Sinornithosaurus



Sinornithosaurus

Sinornithosaurus millenii im Hong Kong Science Museum

Zeitliches Auftreten
Unterkreide (spätes Barremium bis frühes Aptium)
130 bis 112 Mio. Jahre
Fundorte
Systematik
Echsenbeckendinosaurier (Saurischia)
Theropoda
Maniraptora
Deinonychosauria
Dromaeosauridae
Sinornithosaurus
Wissenschaftlicher Name
Sinornithosaurus
Xu, Wang & Wu, 1999
Lebendrekonstruktion von Sinornithosaurus millenii
Abguss des Typfossils von Sinornithosaurus millenii
Abguss von NGMC 91 („Dave“), einem möglichen Sinornithosaurus-Fossil

Sinornithosaurus ist eine Gattung theropoder Dinosaurier aus der Gruppe der Dromaeosauridae. Funde dieses Tieres stammen aus der Yixian-Formation (Unterkreide) aus der chinesischen Provinz Liaoning. Sinornithosaurus war ein sehr vogelähnlicher gefiederter Dromaeosaurier, der sich durch die proportional längsten Arme aller Theropoden auszeichnete. Wie eine neuere Studie nahelegt, jagte dieses Tier seine Beute wahrscheinlich mit Gift. Dieser frühe und basale (ursprüngliche) Dromaeosauride gilt meistens als Vertreter der Dromaeosauriden-Untergruppe Microraptorinae. Bisher sind mindestens zwei Skelette bekannt, die zwei Arten zugeschrieben werden, Sinornithosaurus millenii und Sinornithosaurus haoiana. Ein weiteres Skelett mit dem Spitznamen „Dave“ gehört evtl. ebenfalls zu dieser Gattung.

Merkmale

Sinornithosaurus war ein kleiner Dromaeosauride. Das Typexemplar war schätzungsweise 128 cm lang und 5 kg schwer, wobei der Schädel etwa 15,2 cm[1] und das Femur (Oberschenkelknochen) etwa 14,8 cm lang war.[2]

Der Schädel des Typexemplars ist fast komplett erhalten, obwohl sich die meisten Knochen des Fundes nicht mehr im anatomischen Verbund befinden. Wie bei allen Dromaeosauriden war der Schädel leicht gebaut und zeigte einen großen Hirnschädel und eine schmale Schnauze.
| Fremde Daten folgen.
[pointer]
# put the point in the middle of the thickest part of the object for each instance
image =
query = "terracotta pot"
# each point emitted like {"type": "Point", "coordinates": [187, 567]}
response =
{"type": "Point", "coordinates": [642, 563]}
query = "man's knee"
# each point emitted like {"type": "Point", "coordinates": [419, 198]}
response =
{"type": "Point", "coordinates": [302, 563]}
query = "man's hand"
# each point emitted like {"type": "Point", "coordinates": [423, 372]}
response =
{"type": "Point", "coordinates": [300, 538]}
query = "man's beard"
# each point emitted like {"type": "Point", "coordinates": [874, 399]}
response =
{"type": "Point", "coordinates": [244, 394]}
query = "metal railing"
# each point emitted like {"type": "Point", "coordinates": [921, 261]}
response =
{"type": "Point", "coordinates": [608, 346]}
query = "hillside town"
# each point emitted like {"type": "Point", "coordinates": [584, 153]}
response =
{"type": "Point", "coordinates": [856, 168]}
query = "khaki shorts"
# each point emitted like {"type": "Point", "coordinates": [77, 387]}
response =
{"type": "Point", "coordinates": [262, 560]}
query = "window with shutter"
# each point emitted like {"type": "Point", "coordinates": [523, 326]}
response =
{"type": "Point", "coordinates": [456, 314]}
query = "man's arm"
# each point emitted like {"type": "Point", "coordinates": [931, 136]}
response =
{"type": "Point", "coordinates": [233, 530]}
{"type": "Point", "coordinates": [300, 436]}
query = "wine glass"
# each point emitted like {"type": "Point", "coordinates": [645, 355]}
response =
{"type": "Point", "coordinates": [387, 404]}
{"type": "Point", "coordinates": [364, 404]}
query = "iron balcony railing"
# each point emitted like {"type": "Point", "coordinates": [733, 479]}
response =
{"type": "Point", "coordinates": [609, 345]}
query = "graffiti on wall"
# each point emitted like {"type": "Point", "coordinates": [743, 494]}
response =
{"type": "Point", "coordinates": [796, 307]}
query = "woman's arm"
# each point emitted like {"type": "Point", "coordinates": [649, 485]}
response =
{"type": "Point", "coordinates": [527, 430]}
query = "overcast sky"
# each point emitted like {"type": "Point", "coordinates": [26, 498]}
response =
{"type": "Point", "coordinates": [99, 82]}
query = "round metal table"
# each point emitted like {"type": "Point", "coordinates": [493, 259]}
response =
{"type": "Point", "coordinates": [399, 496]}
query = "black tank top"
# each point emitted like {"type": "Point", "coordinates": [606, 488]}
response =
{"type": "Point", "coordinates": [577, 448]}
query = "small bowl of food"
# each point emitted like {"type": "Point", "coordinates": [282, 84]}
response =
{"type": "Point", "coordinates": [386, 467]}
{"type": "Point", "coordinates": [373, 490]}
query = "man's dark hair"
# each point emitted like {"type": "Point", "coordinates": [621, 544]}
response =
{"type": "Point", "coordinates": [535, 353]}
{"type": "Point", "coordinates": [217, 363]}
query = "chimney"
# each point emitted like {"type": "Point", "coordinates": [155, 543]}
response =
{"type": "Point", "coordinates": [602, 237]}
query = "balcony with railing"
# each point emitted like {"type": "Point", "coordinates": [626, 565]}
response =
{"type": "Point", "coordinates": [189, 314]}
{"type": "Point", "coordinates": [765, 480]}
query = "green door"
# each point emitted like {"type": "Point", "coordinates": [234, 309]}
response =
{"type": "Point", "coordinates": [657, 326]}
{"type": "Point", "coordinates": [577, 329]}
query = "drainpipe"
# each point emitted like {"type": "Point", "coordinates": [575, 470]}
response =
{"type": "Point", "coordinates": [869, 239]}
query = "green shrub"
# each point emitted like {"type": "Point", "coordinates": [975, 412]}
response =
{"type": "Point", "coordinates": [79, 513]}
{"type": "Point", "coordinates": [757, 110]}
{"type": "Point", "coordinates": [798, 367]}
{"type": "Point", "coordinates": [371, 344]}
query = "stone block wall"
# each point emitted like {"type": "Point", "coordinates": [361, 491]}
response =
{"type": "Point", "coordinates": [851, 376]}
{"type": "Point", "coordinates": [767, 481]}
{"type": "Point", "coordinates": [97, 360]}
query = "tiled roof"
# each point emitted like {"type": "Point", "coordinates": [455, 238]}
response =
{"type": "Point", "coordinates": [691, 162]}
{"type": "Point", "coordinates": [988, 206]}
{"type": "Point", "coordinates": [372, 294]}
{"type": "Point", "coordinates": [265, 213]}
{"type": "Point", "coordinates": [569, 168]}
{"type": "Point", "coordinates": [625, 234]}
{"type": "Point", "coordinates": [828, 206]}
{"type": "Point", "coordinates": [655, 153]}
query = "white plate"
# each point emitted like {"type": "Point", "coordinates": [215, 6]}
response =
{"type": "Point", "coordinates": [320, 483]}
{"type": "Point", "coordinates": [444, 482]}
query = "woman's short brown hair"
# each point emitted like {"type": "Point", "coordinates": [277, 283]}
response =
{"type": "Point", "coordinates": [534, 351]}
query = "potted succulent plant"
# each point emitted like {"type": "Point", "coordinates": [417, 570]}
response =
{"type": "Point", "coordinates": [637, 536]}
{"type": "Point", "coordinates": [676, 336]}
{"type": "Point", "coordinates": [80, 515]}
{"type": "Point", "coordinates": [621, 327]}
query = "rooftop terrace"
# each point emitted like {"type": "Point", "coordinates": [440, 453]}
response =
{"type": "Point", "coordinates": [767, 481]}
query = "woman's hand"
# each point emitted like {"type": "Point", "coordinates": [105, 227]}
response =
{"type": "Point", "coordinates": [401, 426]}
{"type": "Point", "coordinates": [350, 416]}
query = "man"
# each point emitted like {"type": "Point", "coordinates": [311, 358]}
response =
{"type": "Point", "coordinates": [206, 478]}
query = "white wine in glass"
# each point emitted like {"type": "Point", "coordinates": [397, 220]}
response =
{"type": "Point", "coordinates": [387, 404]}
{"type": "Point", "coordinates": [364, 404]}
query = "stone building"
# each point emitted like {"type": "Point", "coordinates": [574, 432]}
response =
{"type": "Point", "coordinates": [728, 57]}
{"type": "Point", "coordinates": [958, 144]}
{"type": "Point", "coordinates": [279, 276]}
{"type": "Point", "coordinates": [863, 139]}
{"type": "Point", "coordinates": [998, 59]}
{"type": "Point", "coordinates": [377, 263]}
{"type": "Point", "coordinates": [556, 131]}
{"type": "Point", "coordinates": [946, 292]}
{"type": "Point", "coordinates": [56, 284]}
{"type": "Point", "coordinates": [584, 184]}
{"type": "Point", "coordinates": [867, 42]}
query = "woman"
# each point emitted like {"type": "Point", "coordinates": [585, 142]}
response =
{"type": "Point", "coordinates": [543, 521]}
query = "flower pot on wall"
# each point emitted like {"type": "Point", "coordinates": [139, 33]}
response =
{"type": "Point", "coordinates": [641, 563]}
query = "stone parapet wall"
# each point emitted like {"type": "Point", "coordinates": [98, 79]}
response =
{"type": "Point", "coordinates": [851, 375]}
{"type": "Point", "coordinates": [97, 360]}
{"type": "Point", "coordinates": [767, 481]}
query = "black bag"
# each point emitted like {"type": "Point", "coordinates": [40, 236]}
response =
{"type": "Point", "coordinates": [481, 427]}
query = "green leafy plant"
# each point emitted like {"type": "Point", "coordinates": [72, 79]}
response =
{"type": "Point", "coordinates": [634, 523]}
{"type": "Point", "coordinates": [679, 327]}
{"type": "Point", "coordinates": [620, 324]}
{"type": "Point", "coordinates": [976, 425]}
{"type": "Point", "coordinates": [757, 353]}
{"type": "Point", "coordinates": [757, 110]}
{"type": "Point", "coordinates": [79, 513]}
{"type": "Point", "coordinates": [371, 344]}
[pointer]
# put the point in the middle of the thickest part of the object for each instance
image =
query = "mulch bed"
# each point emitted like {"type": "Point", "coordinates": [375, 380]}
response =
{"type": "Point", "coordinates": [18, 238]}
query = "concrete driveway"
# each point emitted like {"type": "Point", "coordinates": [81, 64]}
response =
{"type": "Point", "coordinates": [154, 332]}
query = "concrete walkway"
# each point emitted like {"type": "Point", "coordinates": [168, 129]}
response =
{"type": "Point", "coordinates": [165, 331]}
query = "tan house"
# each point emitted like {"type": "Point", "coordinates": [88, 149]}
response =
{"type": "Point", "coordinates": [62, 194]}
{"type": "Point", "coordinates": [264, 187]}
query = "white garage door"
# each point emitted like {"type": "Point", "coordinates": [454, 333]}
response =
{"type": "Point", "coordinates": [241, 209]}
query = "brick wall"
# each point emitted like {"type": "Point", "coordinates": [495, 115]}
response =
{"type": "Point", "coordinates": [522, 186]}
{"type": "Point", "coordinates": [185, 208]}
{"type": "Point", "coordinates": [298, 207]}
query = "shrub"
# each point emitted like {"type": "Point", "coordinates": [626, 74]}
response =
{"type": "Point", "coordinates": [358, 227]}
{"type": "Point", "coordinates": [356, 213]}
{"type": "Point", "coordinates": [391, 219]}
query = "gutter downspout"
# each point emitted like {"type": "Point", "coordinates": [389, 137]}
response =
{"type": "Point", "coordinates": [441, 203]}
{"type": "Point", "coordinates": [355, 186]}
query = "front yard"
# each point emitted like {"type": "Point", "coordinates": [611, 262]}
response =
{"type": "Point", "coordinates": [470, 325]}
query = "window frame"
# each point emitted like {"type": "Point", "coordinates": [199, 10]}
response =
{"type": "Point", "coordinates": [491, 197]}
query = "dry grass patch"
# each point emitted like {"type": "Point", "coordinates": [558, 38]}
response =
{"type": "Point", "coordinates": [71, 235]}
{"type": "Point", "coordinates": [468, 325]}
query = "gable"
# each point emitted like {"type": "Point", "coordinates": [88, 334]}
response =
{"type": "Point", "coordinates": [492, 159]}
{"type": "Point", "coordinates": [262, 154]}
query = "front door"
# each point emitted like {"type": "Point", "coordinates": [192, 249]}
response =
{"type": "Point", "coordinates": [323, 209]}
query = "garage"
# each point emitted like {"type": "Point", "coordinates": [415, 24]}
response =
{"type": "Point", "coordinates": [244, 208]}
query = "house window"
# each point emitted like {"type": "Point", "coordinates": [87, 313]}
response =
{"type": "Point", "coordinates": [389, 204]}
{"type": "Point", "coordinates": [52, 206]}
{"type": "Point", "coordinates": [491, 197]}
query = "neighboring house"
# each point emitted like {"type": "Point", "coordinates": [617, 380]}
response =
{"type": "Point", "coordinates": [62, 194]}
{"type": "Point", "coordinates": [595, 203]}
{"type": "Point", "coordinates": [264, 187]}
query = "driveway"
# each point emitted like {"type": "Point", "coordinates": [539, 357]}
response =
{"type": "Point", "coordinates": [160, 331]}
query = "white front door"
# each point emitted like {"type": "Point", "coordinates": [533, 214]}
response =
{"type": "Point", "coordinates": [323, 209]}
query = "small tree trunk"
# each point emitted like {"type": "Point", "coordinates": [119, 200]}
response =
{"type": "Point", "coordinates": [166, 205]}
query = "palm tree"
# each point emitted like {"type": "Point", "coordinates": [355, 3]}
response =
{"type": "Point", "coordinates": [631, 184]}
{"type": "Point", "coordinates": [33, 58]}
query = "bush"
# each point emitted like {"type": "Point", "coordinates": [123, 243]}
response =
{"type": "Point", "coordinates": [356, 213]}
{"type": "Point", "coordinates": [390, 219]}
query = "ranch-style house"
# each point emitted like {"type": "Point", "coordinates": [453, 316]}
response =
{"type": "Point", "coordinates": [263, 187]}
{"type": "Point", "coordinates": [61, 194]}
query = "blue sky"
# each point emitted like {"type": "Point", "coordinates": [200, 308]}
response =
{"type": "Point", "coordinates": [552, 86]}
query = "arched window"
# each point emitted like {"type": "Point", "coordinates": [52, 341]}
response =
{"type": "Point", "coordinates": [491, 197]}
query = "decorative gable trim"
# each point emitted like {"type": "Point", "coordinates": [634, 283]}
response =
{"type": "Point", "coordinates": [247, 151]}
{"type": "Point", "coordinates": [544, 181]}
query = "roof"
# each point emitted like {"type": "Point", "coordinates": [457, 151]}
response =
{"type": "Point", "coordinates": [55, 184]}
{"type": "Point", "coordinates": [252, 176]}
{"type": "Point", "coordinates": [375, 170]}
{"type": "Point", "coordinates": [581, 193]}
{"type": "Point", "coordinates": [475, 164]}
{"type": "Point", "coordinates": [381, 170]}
Die Schnauze war etwa 7,5 cm lang und proportional kürzer als bei Velociraptor und Deinonychus.[1] Die Arme waren die im Verhältnis längsten aller Nicht-Vogel-Theropoden und werden auf 80 % der Hinterbeinlänge geschätzt. Die Mittelfußknochen zeigten eine arctometatarsale Stellung: So berührten sich der zweite und der vierte Mittelfußknochen und schoben den dritten nach hinten, sodass dieser von vorne betrachtet lediglich im unteren Teil des Mittelfußes sichtbar war. Dieses Merkmal ist unter Dromaeosauriden ansonsten nur bei Microraptor zu finden[3].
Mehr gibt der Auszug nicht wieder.